The Trustees of Hospitals should see to it that an effort is made to follow up each patient they treat, long enough to determine whether treatment given has permanently relieved the condition or symptom complained of … A layman could not enter authoritatively into the details … but he could insist that the End Results System should be used.— Ernest A. Codman
Quality is never an accident; it is always the result of high intention, sincere effort, intelligent direction and skillful execution; it represents the wise choice of many alternatives.—Willa A. Foster
For more than a century, there has been growing recognition of both the importance of, and rigor required to improve, the quality of health care. In the United States, health-care expenditure accounted for nearly 17.5% of the gross domestic product in 2014 and is expected to reach 19.6% by 2024.1 In a recent report, the US health system ranked lowest among 11 countries with respect to access, equity, quality, efficiency, and healthy lives,2 despite spending the most on health care.3 Although there has been some improvement in the quality of health care in the United States over the past decade, it is nowhere near the level desired or expected, thus creating a critical challenge to the profession to provide higher value care to Americans.4,5,6 Despite many technologic and therapeutic advances, particularly in the cardiovascular field, the timely, systematic translation of new knowledge into clinical practice remains a challenge,7 as an ideal health-care system should be able to rapidly deploy new knowledge to improve the value of health care.

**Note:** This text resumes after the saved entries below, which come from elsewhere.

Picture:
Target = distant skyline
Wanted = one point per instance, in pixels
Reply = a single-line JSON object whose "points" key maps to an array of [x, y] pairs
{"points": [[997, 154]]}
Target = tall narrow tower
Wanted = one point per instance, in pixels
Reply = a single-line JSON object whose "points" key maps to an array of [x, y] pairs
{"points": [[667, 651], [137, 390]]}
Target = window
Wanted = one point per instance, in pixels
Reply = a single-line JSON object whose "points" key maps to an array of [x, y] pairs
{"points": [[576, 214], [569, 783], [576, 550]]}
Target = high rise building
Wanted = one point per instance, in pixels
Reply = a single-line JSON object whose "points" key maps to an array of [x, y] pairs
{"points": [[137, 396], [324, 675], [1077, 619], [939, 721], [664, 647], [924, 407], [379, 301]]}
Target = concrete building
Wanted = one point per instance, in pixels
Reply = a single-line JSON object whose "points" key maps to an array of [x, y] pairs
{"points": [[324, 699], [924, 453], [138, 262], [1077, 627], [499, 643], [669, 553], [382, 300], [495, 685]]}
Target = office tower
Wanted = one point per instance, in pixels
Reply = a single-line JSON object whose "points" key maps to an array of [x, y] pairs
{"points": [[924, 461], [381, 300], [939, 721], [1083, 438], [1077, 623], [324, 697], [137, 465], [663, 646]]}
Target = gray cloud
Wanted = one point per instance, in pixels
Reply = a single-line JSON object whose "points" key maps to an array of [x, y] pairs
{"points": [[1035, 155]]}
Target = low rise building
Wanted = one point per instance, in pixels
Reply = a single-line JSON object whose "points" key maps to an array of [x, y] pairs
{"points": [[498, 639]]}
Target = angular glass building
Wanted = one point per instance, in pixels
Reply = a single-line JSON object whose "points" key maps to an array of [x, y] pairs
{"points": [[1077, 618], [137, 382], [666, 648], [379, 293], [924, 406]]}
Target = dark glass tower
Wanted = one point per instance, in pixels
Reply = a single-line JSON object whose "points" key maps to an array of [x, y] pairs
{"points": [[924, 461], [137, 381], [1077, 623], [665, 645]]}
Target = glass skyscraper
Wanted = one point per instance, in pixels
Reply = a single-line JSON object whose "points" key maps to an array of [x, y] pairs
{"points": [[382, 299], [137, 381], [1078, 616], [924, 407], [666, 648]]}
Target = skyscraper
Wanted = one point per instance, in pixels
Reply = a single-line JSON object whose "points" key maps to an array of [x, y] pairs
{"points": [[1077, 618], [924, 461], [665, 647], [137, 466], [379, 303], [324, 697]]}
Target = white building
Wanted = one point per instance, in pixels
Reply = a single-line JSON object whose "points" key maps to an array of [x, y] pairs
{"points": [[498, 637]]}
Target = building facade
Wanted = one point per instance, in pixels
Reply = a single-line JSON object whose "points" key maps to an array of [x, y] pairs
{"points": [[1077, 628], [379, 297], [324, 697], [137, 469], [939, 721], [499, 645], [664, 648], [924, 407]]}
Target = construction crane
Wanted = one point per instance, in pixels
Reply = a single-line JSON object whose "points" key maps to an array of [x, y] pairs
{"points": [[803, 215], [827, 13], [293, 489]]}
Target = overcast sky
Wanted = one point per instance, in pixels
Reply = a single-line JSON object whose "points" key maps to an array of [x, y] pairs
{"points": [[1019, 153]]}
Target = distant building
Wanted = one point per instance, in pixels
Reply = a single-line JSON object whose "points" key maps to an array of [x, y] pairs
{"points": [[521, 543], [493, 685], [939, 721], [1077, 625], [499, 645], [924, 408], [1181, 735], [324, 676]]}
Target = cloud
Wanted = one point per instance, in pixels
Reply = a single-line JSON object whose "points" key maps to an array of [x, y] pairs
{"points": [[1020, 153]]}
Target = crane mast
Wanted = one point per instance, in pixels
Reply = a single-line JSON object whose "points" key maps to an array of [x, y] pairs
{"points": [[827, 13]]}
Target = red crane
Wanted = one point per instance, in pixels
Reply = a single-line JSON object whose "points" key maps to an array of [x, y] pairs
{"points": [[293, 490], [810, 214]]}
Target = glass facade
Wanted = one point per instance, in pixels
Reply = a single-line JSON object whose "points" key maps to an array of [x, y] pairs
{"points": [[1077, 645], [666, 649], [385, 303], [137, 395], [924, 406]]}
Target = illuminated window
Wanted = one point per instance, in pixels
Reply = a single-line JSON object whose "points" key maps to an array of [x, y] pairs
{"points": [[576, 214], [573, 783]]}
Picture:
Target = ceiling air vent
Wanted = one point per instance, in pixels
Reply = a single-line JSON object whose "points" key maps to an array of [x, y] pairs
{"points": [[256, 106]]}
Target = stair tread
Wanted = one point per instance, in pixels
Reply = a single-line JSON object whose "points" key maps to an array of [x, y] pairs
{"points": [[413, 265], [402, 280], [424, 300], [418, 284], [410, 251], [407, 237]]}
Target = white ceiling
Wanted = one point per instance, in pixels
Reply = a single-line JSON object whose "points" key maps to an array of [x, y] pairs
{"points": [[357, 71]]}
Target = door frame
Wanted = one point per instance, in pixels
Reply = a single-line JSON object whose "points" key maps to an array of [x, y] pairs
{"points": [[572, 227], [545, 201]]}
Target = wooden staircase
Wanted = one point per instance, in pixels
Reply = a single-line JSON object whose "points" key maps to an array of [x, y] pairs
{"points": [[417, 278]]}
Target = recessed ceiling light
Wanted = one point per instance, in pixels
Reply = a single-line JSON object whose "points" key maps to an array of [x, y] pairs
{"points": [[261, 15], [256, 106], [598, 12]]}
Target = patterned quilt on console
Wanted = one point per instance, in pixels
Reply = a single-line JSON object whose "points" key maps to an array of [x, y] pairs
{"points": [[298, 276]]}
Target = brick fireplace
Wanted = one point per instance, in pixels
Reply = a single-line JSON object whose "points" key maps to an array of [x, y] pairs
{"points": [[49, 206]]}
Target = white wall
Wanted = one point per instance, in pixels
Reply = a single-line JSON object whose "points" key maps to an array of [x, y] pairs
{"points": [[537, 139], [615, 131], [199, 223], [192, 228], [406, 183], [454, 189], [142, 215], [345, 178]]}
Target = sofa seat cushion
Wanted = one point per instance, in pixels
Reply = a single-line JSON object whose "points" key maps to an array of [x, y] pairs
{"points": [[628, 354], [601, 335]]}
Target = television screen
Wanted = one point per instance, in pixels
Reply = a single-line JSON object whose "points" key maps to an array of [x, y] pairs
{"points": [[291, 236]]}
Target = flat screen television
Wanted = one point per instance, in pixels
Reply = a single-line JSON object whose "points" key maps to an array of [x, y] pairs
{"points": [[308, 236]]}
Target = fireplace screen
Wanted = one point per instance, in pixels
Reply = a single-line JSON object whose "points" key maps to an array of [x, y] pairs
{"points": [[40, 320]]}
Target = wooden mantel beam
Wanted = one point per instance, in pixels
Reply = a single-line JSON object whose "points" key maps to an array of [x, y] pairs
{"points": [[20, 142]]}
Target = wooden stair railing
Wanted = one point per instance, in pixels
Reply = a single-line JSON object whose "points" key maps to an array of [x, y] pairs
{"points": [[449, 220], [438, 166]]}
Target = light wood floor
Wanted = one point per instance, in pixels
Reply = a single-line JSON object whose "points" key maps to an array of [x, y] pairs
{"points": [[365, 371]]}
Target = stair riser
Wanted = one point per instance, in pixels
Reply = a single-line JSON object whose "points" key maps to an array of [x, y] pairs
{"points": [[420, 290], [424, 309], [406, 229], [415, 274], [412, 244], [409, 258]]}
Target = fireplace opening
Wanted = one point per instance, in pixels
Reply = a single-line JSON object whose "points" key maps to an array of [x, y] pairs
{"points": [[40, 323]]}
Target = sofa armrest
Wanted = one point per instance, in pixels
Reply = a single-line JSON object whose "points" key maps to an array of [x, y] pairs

It is often thought that high-quality health care is dependent on the increased discovery and delivery of novel diagnostic and therapeutic interventions. However, prior studies suggested that more use of expensive medical care was actually associated with worse quality and outcomes.8,9 Woolf and Johnson10 have extended this concept to mathematically quantify the trade-off between the development of new interventions and the more consistent delivery of known therapies. They argue that despite tremendous scientific and technologic advancements, the failure to consistently deliver proven therapies dilutes and reduces the overall quality of a health-care system. Thus, money spent on improving this actual delivery of care may be equally or even more critical than money spent on improving technology to result in improved quality of both routine and specialized health care. By using a mathematical nomogram, it has been shown that it is easier to save lives by improving the delivery of care to all patients than by improving the efficacy of care through further technologic advances.10 For example, a new drug must yield dramatic, often unrealistic, increases in efficacy to do more good than could be accomplished by improving the delivery of care to all patients in need—the break-even point.10 In addition, such new therapeutic choices are usually more expensive ...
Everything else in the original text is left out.